To all the pgsql developers..Have a look at the operators proposed by me in my research paper.
Dear All,
I am explaining here how i have defined the operators NEAR and NOT NEAR in my research paper. I want critics/comments from all of you on the operators.
These operators belong to the category of “Fuzzy Operators” proposed in the paper for ANSI SQL.
NEAR
It deals with the NUMBER and DATE datatypes simulating the human behavior and processing the information contained in NEAR in the same way as we humans take it. This is a binary operator with the syntax:
op1 NEAR op2
Here, the op1 refers to an attribute, whereas op2 is a fixed value, both of the same datatype.
Suppose we want a list of all the VGAs, price of which should be somewhere around 30$ .. the query will look like:
SELECT *
FROM accessories
WHERE prod_name = ‘VGA’
AND prod_price NEAR 30
A query for the datatype DATE will look like:
SELECT *
FROM sales
WHERE item = ’printer’
AND s_date NEAR 10-7-06
The algorithm for the NEAR operator works as follows:
The margins to the op2, i.e. m1 and m2, are added dynamically on both the sides, considering the value it contains. To keep this margin big is important for a certain reason discussed later.
The NEAR operator is supposed to obtain the values near to the op2, thus the target membership degree(md) is initially set to 0.8.
The algorithm compares the op1(column) values row by row to the elements of the set that NEAR defined, i.e. the values from md 1.0 to 0.8, adding matching tuples to the result set.
4. It is very much possible that the result set is empty since no values within the range exist in the column. Thus, the algorithm checks for empty result set, and in that case, decreases the target md by 0.2 and jumps to step 3. This is the reason big margins to the op2 are added.
5. In case there are no values in op1 that are between m1 and m2 (where the membership degree of the values with respect to NEAR becomes 0.1) and the result set is empty, the algorithm fetches the two nearest values (tuples) to op2, one smaller and one larger than the op2, as the result.
The algorithm will give an empty result only if the table referred to in the query is empty.
2. NOT NEAR
This operator is also a binary operator, dealing with the datatype NUMBER and DATE. It has the syntax:
op1 NOT NEAR op2
The op1 refers to an attribute, whereas op2 is a fixed value, both of the same data type.

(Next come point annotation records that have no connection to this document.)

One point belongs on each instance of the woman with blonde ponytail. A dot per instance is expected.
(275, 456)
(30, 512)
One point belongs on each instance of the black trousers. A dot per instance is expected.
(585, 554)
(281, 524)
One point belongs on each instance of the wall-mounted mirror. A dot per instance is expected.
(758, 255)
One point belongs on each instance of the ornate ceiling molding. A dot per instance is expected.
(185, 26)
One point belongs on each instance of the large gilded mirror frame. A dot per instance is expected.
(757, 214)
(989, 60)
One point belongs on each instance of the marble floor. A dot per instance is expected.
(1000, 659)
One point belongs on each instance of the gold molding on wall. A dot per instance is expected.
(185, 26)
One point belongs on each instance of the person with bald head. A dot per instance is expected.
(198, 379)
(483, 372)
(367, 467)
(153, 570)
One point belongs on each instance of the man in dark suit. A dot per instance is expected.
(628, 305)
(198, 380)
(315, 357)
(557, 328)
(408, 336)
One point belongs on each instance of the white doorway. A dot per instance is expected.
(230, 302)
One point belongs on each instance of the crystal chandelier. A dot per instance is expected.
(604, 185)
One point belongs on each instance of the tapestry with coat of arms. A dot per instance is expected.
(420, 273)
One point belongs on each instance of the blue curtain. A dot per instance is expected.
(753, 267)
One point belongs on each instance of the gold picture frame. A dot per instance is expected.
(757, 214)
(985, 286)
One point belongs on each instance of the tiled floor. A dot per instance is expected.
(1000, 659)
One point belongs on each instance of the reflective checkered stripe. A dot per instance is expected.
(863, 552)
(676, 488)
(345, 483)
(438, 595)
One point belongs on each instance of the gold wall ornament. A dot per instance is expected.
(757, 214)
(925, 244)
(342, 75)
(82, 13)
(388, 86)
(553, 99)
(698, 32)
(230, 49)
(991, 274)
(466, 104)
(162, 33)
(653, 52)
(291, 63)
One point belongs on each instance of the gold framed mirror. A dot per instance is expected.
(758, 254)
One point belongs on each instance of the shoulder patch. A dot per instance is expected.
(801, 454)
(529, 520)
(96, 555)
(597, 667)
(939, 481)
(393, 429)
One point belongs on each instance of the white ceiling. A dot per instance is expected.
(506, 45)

A query containing the operator looks like:
SELECT id, name, age, history
FROM casualties
WHERE cause = ‘heart attack’
AND age NOT NEAR 55
Or suppose we need a list of some event that is not clashing with some commitment of ours:
SELECT *
FROM events
WHERE e_name= ‘concert’
AND date NOT NEAR 8/28/2007
The algorithm for NOT NEAR works like this:
First of all it adds the margins to the op2, i.e. m1 and m2, dynamically on both the sides, considering the value op2 contains.
op1 values outside the scope of the op2 (m1, m2) are retrieved and added to the result.
If the result set is empty, the farthest values within the op2 fuzzy set (those possessing the least membership degree) are retrieved. This is done by continuing the search from values with md=0.1 till the md=0.6, where the md for NOT NEAR reaches 0.4.
Regards,
Tasneem Ishaque Memon MS (Computer Science) Institute of Mathmetics and Computer Science University of Sindh, Jamshoro Pakistan http://www.geocities.com/tasneememon/- The process of gaining knowledge is not producing results but clearing away ignorance.
_________________________________________________________________
Discover the new Windows Vista
http://search.msn.com/results.aspx?q=windows+vista&mkt=en-US&form=QBRE
On Jun 1, 2007, at 8:24 AM, Tasneem Memon wrote:
NEAR
It deals with the NUMBER and DATE datatypes simulating the human
behavior and processing the
Why just number and date?
information contained in NEAR in the same way as we humans take it.
This is a binary operator with the syntax:
op1 NEAR op2
Here, the op1 refers to an attribute, whereas op2 is a fixed value,
both of the same datatype.
Suppose we want a list of all the VGAs, price of which should be
somewhere around 30$ .. the query will look like:SELECT *
FROM accessories
WHERE prod_name = ‘VGA’
AND prod_price NEAR 30A query for the datatype DATE will look like:
SELECT *
FROM sales
WHERE item = ’printer’
AND s_date NEAR 10-7-06The algorithm for the NEAR operator works as follows:
The margins to the op2, i.e. m1 and m2, are added dynamically on
both the sides, considering the value it contains. To keep this
margin big is important for a certain reason discussed later.
The NEAR operator is supposed to obtain the values near to the op2,
thus the target membership degree(md) is initially set to 0.8.
The algorithm compares the op1(column) values row by row to the
elements of the set that NEAR defined, i.e. the values from md 1.0
to 0.8, adding matching tuples to the result set.
How would one change 0.8 to some other value?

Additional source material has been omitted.